Law helps you in Civil Services Examinations not just in clearing the optional paper but also helps you in a way to approach a text. So, when we study law we are not just reading the bare text we are also trying to understand the intent, a very good example of this is Article 21 a single statement, that has been interpreted in many ways by many books. This understanding  I  developed as a law student helped me in understanding the depth of everything while I was preparing. Law has helped me in many ways, it helped with the preparation of the GS-II paper because I have studied law for 5 years so it saved my time while I prepared for other subjects.

Q. Being a law graduate, when did you start preparing for the examination, and what was your strategy?

I started preparing for UPSC in my final year of law. I relied on current affairs, I read current affairs every day. I read the newspaper and followed up on some articles online. The strategy was very simple lead the NCERT. I did not read many books, I did not read Shankar for the environment, I did not read Nitin Singhania, I did not read Ramesh Sinha for economics. I stuck to NCERT. Read Less, Practice More!

Q. Have you worked with any law firm or practiced law before? Is it possible to prepare for competitive exams while working as a lawyer?

I have not worked in a law firm nor have I practiced as an advocate. I have only interned. I was working with Pratham for 6 months and trying to prepare but it was a difficult task since I had come home from  working8 hours or 9 hours shift and still stay motivated. One needs to have a different mindset to prepare for UPSC, first is to stay motivated, one should not feel complicit because you would be earning good money and despite this, you need to keep pushing yourself. Secondly, you need a supportive employer, at Pratham I met my Mentor Mr. Amandeep Rajgotra helped me prepare for this civil services examination he pushed me although he was my boss. I had to report him but he ensured that I get some time if not much so that I can prepare even during office hours.

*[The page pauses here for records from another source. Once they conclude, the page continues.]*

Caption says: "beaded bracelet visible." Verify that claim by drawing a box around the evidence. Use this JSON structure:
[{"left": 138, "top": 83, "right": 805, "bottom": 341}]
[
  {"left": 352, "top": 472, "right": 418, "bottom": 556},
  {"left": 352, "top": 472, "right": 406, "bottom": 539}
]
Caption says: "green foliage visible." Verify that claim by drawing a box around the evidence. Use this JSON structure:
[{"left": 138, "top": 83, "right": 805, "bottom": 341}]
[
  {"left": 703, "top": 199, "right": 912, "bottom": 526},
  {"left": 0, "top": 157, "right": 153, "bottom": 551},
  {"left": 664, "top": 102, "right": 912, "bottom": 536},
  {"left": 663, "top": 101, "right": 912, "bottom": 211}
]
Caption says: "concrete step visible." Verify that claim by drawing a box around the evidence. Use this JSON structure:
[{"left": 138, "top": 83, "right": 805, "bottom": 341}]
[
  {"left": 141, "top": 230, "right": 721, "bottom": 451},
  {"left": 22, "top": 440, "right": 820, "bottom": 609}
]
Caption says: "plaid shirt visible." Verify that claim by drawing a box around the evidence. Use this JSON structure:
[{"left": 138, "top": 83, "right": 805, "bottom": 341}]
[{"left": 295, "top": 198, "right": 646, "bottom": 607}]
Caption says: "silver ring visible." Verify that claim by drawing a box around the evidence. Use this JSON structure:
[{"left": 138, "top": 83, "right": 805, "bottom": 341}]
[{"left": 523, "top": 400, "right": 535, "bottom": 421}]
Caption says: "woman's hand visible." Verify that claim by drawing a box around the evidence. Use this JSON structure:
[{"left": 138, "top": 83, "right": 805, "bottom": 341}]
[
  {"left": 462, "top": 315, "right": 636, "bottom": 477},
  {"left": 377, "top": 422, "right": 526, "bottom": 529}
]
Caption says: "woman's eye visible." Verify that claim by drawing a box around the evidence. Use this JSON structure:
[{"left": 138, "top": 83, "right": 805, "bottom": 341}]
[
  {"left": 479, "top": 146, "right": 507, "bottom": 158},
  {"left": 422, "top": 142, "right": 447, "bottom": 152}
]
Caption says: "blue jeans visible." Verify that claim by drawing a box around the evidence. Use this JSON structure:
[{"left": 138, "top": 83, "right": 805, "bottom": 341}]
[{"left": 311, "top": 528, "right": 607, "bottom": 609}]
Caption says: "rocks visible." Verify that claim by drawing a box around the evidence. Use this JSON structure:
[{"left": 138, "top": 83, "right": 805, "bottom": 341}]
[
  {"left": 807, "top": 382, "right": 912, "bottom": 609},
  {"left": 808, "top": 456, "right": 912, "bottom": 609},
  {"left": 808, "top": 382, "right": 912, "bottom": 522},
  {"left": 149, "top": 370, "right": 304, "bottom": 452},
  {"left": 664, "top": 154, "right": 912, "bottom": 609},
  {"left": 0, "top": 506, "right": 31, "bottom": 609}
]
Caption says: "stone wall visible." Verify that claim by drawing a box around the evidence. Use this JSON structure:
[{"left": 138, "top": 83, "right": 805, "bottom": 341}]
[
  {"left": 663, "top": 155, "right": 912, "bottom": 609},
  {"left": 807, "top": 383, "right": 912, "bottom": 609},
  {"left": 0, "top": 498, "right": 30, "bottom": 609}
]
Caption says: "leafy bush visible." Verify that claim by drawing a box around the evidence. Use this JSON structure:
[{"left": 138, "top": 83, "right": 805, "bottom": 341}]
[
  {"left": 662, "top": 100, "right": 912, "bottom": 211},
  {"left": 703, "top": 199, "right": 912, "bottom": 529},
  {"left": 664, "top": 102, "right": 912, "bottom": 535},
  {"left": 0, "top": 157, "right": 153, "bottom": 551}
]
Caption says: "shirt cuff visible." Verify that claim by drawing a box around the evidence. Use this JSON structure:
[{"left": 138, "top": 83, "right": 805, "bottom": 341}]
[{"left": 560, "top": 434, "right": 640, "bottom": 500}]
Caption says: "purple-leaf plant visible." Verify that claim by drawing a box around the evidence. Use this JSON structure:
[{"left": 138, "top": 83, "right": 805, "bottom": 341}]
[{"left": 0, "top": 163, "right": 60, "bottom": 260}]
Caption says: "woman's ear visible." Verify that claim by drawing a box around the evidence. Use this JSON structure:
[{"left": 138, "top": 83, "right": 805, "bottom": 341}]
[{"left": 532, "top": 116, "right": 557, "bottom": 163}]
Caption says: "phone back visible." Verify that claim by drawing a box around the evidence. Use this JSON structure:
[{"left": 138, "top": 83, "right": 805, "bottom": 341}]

Q. What message would you like to give to candidates who have recently passed Class XII and are willing to pursue law and to law graduates intending to pursue UPSC

Firstly make up your mind about what you want to do. Think about the entrance and the cut-off and prepare for the exam with as much focus as you prepared for CLAT. For students in Class XII,  firstly focus on the college you are entering into and don’t take it lightly. Better the college better the support system you have, a good college always provides you with a cushion. Not every aspirant clears UPSC, so it is important to have a backup plan.

A message to the future aspirants

If you have decided to appear for UPSC, Sacrifice, don’t be afraid of Sacrifice, you’ll have to sacrifice many things be it your Social life, be it e Social Media, dedicate yourself to prepare for the exam. Unless and until you are not dedicated you can’t clear the exam. I have been interacting with toppers and I have met quite a few of them, I have not seen a single person who said “Nahi yar aese hi hogaya,” people have their own stories about their dedication and sacrific. Don’t take it lightly, don’t delay your decision.  Eliminate this mindset where you think "karlenge", "this is the first attempt". There is no such thing as a "Preparatory Attempt”, "try ka kuch nahi hota bhai, if you are saying that ye to mera pehla attempt hai, try kar raha hu main, try ka matlab nahi hoga," take it seriously.